Le 18 février 2016, l’Autorité des marchés financiers (l’« AMF ») annonçait que, au terme d’une analyse rigoureuse et approfondie, elle n’entendait pas offrir de récompenses financières aux dénonciateurs. L’AMF disait avoir suivi de très près plusieurs programmes de dénonciation, notamment ceux des États-Unis et de l’Ontario, qui comportent des récompenses. Elle soulignait, en conclusion, son intention de promouvoir au cours des prochains mois un programme de dénonciation qui bonifierait les mesures existantes.
« Nous sommes convaincus que cette protection, combinée à des mesures anti-représailles dans le cadre d’un programme structuré et bien publicisé, auront un impact déterminant sur le nombre et la qualité des dénonciations transmises à l’Autorité, et ce, sans qu’aucune récompense ne soit nécessaire », précisait alors le directeur général du contrôle des marchés, Jean-François Fortin.
Le 16 juin dernier, la Commission des valeurs mobilières de l’Ontario annonçait par voie de communiqué le lancement de son programme de dénonciation et nommait le chef du Bureau de dénonciation. C’est confirmé : l’approche ontarienne reposera sur un système de récompenses (allant jusqu’à 5 millions de dollars), de confidentialité et de prévention des représailles, le tout, en échange des renseignements qui mèneront à la réussite des mesures d'application de la loi.
Le 20 juin 2016, l’AMF est à son tour passée de la parole aux actes; elle a officiellement lancé son programme de dénonciation. Contrairement à l’Ontario, l’AMF misera sur une approche axée uniquement sur la confidentialité, la prévention des représailles et l’anonymat pour les dénonciateurs d’infractions aux lois qu’elle administre. L’AMF persiste et dit non au système de récompenses. Selon elle, rien n’établit avec certitude que l’incitatif financier génère plus de dénonciations de qualité et que l’aspect véritablement clé de tout programme de dénonciation est la protection offerte aux dénonciateurs.

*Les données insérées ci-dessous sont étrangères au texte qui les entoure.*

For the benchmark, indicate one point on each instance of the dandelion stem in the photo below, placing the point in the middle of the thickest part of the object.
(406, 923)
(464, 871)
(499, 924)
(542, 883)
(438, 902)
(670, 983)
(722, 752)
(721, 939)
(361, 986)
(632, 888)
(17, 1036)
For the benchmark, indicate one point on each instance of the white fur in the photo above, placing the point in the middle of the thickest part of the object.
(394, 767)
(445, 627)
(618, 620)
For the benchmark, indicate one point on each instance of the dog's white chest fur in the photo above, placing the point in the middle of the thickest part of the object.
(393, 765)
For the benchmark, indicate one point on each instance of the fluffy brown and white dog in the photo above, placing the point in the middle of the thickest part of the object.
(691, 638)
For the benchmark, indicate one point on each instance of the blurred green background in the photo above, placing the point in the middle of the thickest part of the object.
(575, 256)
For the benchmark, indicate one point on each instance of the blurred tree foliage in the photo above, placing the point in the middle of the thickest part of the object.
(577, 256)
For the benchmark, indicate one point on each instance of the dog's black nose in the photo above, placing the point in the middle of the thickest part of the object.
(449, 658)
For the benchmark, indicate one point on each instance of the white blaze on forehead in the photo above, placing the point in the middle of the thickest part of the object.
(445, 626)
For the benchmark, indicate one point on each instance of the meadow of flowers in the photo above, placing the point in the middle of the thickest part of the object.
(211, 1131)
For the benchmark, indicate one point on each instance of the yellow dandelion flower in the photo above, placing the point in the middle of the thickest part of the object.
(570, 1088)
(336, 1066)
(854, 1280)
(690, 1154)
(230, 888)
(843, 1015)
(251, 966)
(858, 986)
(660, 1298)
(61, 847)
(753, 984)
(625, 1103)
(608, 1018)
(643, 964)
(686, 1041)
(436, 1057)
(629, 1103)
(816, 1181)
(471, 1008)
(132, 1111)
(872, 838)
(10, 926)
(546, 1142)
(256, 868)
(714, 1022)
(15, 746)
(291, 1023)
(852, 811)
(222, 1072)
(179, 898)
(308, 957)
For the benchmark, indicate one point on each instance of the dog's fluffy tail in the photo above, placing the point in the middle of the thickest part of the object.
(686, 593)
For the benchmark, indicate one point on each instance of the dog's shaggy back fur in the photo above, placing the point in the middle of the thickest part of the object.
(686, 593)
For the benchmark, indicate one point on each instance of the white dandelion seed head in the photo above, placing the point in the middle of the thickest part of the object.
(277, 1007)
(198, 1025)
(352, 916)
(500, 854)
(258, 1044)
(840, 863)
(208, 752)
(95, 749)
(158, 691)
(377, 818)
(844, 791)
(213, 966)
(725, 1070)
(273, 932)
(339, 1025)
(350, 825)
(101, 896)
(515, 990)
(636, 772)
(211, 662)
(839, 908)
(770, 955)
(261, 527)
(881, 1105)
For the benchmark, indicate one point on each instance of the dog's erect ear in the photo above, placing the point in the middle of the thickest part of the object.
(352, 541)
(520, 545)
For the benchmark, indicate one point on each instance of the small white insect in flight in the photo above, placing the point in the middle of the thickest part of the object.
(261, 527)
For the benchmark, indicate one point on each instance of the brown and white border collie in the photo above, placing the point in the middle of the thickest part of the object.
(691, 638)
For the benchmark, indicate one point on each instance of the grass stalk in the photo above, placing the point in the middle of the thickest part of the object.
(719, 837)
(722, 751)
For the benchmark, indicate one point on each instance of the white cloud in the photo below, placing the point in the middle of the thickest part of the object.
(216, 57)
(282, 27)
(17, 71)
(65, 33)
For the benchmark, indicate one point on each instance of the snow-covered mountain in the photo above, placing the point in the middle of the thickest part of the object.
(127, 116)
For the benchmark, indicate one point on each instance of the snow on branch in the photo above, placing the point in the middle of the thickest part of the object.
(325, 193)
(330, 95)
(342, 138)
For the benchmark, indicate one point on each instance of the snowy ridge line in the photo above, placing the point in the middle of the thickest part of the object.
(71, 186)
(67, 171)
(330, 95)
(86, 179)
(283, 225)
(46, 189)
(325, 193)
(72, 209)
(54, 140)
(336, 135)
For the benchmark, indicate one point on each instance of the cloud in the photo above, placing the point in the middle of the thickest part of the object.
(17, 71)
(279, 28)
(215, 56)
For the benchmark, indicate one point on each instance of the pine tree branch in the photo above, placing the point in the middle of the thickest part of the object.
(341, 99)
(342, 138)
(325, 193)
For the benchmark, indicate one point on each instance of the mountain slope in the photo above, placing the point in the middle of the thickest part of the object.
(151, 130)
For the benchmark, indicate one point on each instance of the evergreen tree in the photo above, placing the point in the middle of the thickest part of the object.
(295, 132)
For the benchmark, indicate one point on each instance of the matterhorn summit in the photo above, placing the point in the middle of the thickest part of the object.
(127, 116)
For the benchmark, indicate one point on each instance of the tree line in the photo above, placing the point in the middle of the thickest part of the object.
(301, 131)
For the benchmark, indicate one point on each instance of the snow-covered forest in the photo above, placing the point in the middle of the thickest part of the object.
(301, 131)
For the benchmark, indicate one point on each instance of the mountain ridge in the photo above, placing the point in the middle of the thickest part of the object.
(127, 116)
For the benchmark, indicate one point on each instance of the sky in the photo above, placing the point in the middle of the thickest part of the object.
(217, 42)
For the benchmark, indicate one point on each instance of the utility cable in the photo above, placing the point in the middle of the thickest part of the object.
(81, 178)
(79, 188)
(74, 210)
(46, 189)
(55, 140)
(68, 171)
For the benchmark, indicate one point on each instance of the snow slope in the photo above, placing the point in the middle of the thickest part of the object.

« Les personnes qui souhaitent porter à notre attention certaines informations, mais qui hésitaient à le faire jusqu’à présent par crainte de représailles, peuvent dès maintenant faire appel à notre programme de dénonciation. Nous les invitons à utiliser le guichet sécurisé du programme, qui assure un traitement rigoureux et confidentiel des informations transmises. Notre équipe spécialisée est prête à les accompagner dans leur démarche et à veiller au maintien d’une protection renforcée tout au long des enquêtes et des procédures qui s’ensuivent », a déclaré Louis Morisset, président-directeur général de l’AMF.
Nous pouvons lire sur le site de l’AMF, notamment, que les dénonciateurs bénéficieront du privilège de l’informateur et qu’une immunité les protégera contre d’éventuelles poursuites au civil. L’AMF entend travailler conjointement avec le gouvernement du Québec en vue de proposer des mesures anti-représailles additionnelles dans la législation relative au secteur financier.
Finalement, l’AMF invite le dénonciateur à utiliser le « formulaire de dénonciation » accessible sur son site Internet afin que l’équipe du programme de dénonciation puisse assurer un traitement rapide, efficace et confidentiel des renseignements. Tel qu’il appert de ce formulaire, le dénonciateur devra, notamment, s’identifier et communiquer les coordonnées des entreprises ou des individus, ou des deux, visés par la dénonciation. Le dénonciateur devra également décrire la situation qu’il souhaite porter à l’attention de l’AMF, c’est-à-dire présenter les éléments d’information pertinents et les raisons qui l’incitent à dénoncer cette situation. Finalement, le dénonciateur pourra joindre tout document qu’il juge pertinent.
Il sera intéressant de voir si les mesures de protection offertes par ce programme de dénonciation auront dans les faits une incidence sur le nombre de dénonciations de qualité, étant donné que, contrairement à l’Ontario et aux États-Unis, il ne prévoit aucun incitatif financier.